Kejadian itu membuat kebahagiaan dan kemeriahan pesta pernikahan berubah jadi kesedihaan dan duka lara serta luka dihati Rinai dan keluarga keduanya. Aku bisa membayangkan betapa terpukulnya Rinai saat itu. Membuatku ingin melindungi gadis itu, menjadi teman hidupnya meski mungkin cukup sulit untuk segera menggantikan nama Hujan dihatinya.

***

Waktu berlalu begitu cepat. Tak terasa aku sudah hampir selesai dengan penelitianku. Tinggal sebulan lagi. Delapan bulan di pulau ini membuatku banyak belajar. Tentang hidup yang kontras antara Jakarta kota metropolitan dan Pulau Oyama, pulau kecil diujung utara Kab.
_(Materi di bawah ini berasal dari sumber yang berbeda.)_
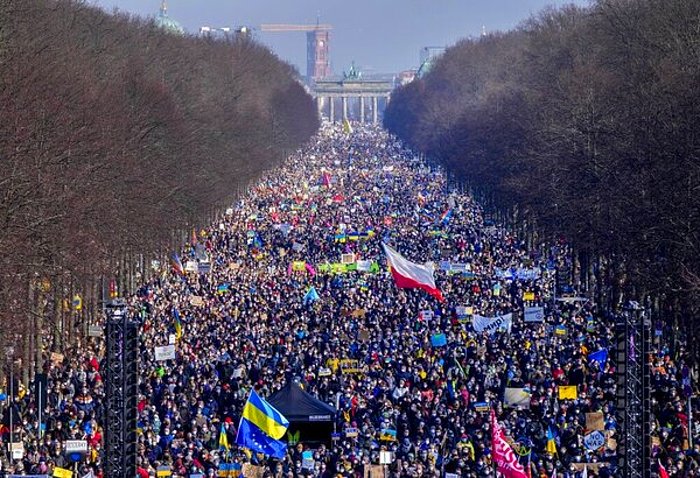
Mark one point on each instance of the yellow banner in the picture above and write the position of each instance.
(568, 392)
(62, 473)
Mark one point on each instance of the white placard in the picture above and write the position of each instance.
(165, 352)
(594, 440)
(492, 324)
(534, 314)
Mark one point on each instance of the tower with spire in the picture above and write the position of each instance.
(163, 21)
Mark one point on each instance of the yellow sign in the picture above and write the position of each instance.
(77, 302)
(62, 473)
(568, 392)
(350, 366)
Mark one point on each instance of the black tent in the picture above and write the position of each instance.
(307, 415)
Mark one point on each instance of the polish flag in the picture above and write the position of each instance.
(410, 275)
(506, 462)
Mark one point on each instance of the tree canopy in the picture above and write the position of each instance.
(587, 121)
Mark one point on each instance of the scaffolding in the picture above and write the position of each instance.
(633, 390)
(121, 382)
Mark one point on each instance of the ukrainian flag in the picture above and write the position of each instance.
(264, 416)
(551, 443)
(223, 439)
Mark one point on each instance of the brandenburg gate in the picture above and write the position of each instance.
(372, 95)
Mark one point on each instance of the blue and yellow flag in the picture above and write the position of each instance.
(551, 443)
(223, 439)
(178, 324)
(264, 416)
(253, 438)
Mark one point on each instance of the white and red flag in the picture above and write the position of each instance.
(506, 462)
(410, 275)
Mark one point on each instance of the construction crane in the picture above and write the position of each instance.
(318, 64)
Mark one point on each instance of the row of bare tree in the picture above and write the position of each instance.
(116, 139)
(583, 123)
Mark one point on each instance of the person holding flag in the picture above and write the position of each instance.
(261, 427)
(504, 459)
(410, 275)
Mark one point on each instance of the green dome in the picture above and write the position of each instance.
(163, 21)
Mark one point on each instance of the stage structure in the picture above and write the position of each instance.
(121, 382)
(633, 382)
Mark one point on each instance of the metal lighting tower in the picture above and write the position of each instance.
(633, 382)
(121, 381)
Banggai Laut. Tentang kesetiaan dan kepercayaan kepada seseorang yang diyakini akan menjadi pasangan hidup kita. Juga. Tentang kepasrahan dan ketundukkan kita sebagai seorang hamba atas takdir-Nya. Bahwa pasrah adalah bagian dari ketakwaan dan bentuk dari tawakkal kepada-Nya. Bahwa pasrah bukanlah sikap menyerah lagi putus asa tanpa melakukan ikhtiar sama sekali. Melainkan ia bagian dari rasa sabar yang selalu kita inginkan selalu ada dalam hati ini.
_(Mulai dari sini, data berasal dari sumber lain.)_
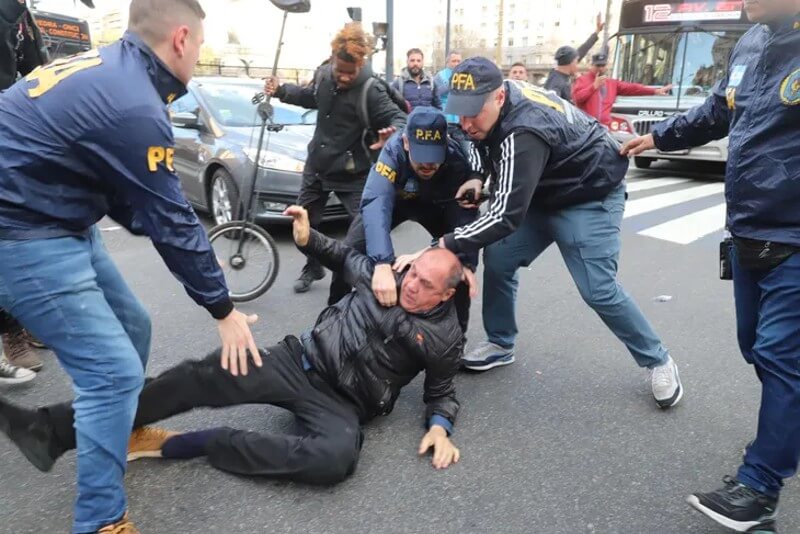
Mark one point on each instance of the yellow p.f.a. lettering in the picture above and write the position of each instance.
(157, 154)
(428, 135)
(730, 96)
(386, 171)
(463, 81)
Sudah saatnya aku berani bangkit dari kelamnya masa lalu. Begitu pun Rinai yang beberapa minggu terakhir sudah mulai membuka hatinya untuk menerima takdir. Mungkin Hujan telah tiada dan Rinai tak seharusnya sedih terlalu berlebihan. Keluarga keduanya pun telah memutuskan ikatan Rinai dan Hujan. Keluarga Hujan tak ingin membebani Rinai. Bagi orangtua Hujan, Rinai sudah seperti puteri mereka. Mereka sangat menyayanginya sehingga dengan memutuskan hubungan Rinai dan Hujan adalah yang terbaik. Mengingat bahwa Hujan telah meninggal. Aku bukannya egois. Aku sadar bahwa Hujan sangat berarti bagi Rinai. Meski begitu, aku akan berusaha untuk menjadi imam yang baik baginya.

***

“Titip Rinai, nak Elang.” Kata Ayah Rinai.

“Insyaa Allah, Pak.” Jawabku mantap.

Hari ini aku dengan mantap mendatangi rumah orang tua gadis itu. Berniat baik akan melamarnya. Rinai terlihat sangat cantik dengan balutan jilbab merah jambunya.

“Biarkan Hujan pergi, Rinai. Kelak kan datang Pelangi mewarnaimu lebih indah.” Ucap Ayah Rinai mengakhiri pertemuan hari itu. Diseberang meja di ruang tamu itu terlihat Rinai tertunduk sambil tersipu malu. Aku tersenyum bahagia.

Ah, ia mungkin bidadari dunia yang dikirim-Nya untuk menemani hidupku. Rinai terlihat lebih ceria, sebahagia ia saat akan menikah dengan Hujan bahkan mungkin lebih bahagia. Aku tak tahu, mungkin Pelangi telah terbit dihatinya.